Während sich die Achtundsechziger sich an dem Vers `Macht kaputt, was euch kaputt macht´ der Band `Ton, Steine, Scherben´ wärmten, erhoben sich „die braunen Garden von 1933 über die `morschen Knochen´ der Alten - `lasst sie nur toben und schrei’n´- über die Bedenkenträgerei des `Friedhofgemüses´, der alten Knacker. Ihnen sagten sie nach: `Denen rieselt der Kalk aus den Hosenbeinen´. Leider zu Recht meinten die Nazistudenten, `mit uns zieht die neue Zeit´, und schmetterten den im Jahr 1932 von Hans Baumann geschaffenen Barrikaden- und Großversammlungsschlager: `Wir werden weiter marschieren / Wenn alles in Scherben fällt´.“

Es geht Götz Aly sicherlich nicht um eine ideologische Gleichsetzung von Rot und Braun. Gleichwohl zielt seine Analyse auf „die Ähnlichkeiten der Mobilisierungstechnik, des politischen Utopismus und des antibürgerlichen Impetus“, die beiden „Bewegungen“ zugrunde liegen.

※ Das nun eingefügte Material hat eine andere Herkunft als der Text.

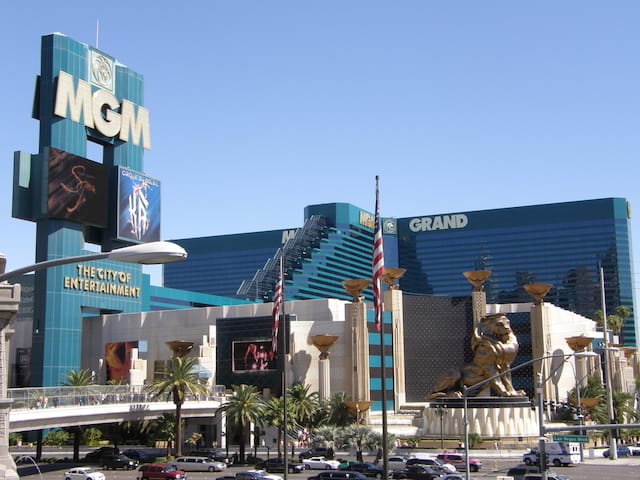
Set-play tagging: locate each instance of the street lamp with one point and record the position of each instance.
(151, 253)
(147, 254)
(441, 411)
(465, 396)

Das Ergebnis seiner Überlegungen „legt eine spezifische, über die Elterngeneration vermittelte deutsche Kontinuität nahe, derer sich die Kinder 1968 bedienten.“ So pries Baldur von Schirach, Germanistikstudent und Reichsführer des NS-Studentenbundes, bereits im Mai 1930 „im ersten Editorial der nun wöchentlich erscheinenden Studentenzeitung `Die Bewegung´ `den Gedanken des in Reih-und-Glied-Stehens mit dem deutschen Arbeiter´ und endete mit voluntaristischer Emphase: `Jeder wahrhaft Wollende wird hier den Aufbruch fühlen´.“

Der Hauptunterschied zwischen beiden Bewegungen tritt Aly zufolge gleichwohl offen zutage: „Die eine Bewegung gelangte rasch zur Macht, begründete eine mörderische Jugenddiktatur, produzierte furchterregende Karrieren und Konsequenzen; die andere führte zur Niederlage, die daran Beteiligten verzichteten auf einen Teil ihrer beruflichen Chancen und passten sich nach einer mehr oder weniger langen Pause wieder an die Mehrheitsgesellschaft an.“

Zitate aus: Götz Aly: Unser Kampf. 1968 - ein irritierter Blick zurück, Frankfurt am Main 2009 (S. Fischer Verlag GmbH)   -   Weitere Literatur: Erwin K. Scheuch (Hg.): Die Wiedertäufer der Wohlstandsgesellschaft. Eine kritische Untersuchung der »Neuen Linken« und ihrer Dogmen, 2. erweiterte Ausgabe, Köln 1969.